For all patients, independent evaluations of plain radiographs (anteroposterior, mortise, and lateral views) were conducted by trained orthopedic interns to determine immediate-postoperative fracture configuration and arthritic changes following the surgeries. Assessment of step-off and the widest gap at any intra-articular site of fracture involvement was graded according to the following scales: (1) Detailed evaluation of step-off/gap: Fracture configuration was considered anatomic for a step-off/gap of ≤ 1.0 mm, good for 1.1-2.0 mm, fair for 2.1-3.0 mm; and poor for > 3.0 mm); (2) General evaluation of step-off/gap: Fracture configuration was also assigned a general grade of either acceptable (step-off/gap ≤ 2.0 mm) or unacceptable (step-off/gap > 2.0 mm).
Data were analyzed using SPSS for Windows, Version 13.0 (SPSS Inc., Chicago, IL, United States). Categorical variables were compared using the Fisher’s exact test or χ2 test, and continuous variables were compared using Student’s t test for normally distributed data or the Mann-Whitney U test for non-normally distributed data. A P value of < 0.05 was considered statistically significant.

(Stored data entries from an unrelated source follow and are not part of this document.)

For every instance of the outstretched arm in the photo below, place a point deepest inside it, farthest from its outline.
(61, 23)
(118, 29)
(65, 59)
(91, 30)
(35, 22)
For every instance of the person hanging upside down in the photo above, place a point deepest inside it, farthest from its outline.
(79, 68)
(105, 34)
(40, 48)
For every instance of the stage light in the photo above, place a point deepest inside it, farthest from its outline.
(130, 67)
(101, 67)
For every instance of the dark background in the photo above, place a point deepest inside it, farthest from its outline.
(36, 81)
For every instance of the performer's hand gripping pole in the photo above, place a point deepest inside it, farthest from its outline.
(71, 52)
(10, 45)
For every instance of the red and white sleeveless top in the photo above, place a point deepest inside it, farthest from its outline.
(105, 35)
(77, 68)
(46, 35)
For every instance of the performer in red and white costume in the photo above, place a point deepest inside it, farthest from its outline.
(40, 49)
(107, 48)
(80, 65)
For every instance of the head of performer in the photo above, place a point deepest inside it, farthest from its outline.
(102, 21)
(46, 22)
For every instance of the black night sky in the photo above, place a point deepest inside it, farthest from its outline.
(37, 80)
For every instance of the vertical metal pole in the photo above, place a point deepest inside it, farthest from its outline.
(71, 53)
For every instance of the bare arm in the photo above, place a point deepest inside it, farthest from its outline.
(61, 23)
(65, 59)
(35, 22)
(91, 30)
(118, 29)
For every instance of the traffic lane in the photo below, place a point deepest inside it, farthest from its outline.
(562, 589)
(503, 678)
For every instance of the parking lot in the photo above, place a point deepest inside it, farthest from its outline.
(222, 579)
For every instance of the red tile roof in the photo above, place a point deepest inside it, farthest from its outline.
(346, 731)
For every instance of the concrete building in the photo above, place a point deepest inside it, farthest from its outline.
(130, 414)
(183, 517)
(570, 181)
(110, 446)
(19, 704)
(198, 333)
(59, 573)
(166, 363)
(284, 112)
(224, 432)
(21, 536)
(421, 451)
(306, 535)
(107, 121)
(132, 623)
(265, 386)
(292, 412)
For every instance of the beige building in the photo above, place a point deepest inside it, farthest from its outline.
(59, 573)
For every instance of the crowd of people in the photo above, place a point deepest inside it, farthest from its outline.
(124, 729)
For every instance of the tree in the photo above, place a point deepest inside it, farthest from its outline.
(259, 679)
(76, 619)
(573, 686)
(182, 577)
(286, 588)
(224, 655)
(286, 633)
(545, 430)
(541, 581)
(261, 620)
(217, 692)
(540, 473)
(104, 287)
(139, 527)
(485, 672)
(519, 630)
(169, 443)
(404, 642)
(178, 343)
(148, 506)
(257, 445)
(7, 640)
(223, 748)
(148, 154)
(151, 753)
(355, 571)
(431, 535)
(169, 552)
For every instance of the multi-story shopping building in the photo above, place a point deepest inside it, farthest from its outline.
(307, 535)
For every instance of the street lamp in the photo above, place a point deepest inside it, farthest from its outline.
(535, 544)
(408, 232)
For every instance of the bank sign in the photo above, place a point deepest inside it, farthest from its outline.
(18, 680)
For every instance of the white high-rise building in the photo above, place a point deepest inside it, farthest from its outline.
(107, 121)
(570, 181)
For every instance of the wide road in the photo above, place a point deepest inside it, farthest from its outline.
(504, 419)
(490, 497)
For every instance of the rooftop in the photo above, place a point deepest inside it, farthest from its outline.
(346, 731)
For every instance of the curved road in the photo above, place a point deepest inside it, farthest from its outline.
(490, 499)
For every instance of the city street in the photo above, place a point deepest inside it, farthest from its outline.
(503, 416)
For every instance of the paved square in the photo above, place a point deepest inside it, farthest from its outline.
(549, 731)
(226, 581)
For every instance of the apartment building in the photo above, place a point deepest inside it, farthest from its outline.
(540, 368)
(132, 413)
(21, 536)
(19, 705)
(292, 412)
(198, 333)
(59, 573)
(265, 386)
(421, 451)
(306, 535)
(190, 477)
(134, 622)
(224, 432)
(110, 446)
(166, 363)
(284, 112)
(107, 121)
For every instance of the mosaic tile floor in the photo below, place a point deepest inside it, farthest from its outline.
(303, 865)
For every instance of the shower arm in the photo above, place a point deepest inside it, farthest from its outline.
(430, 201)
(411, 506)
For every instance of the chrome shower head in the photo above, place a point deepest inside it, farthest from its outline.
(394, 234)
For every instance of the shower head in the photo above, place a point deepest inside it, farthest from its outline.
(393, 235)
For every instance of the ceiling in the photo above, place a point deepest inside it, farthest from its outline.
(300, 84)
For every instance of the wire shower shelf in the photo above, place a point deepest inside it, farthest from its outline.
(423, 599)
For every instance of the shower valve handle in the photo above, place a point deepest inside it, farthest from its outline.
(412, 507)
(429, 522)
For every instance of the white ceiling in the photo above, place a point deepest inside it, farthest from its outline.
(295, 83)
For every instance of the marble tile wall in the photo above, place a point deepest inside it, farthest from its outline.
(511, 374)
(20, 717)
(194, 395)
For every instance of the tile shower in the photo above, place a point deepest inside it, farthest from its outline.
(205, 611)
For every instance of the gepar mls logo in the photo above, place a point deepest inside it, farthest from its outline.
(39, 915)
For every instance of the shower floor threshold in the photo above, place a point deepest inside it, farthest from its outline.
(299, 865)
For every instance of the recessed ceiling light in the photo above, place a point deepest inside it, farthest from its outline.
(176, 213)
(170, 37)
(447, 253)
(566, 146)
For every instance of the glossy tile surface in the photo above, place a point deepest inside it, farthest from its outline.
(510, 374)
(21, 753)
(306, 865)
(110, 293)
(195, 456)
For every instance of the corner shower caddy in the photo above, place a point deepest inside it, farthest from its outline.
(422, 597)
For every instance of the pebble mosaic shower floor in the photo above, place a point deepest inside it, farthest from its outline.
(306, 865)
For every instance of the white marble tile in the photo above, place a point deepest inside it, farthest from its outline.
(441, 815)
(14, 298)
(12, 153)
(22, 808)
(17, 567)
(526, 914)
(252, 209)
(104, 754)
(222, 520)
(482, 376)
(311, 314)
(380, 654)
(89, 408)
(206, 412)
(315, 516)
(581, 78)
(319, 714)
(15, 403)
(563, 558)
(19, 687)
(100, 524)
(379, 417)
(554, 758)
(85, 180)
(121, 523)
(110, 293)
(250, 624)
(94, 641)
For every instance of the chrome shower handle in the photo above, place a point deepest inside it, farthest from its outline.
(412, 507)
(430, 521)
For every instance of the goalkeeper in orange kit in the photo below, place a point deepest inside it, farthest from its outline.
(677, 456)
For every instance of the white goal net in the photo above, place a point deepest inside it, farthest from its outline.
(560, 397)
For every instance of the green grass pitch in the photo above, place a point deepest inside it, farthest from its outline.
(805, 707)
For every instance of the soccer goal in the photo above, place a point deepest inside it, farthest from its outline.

Neither group demonstrated compartment syndrome or significant complications postoperatively. Table 1 presents a comparison of demographic and clinical variables between the ARIF and ORIF groups. The ARIF and ORIF groups did not differ significantly in age or fracture type (Lauge-Hansen supination/pronation[6]). However, there were significantly more female patients in the ARIF group than in the ORIF group (P = 0.035), and significantly more ARIF patients than ORIF patients underwent post-injury BMD testing (P = 0.021).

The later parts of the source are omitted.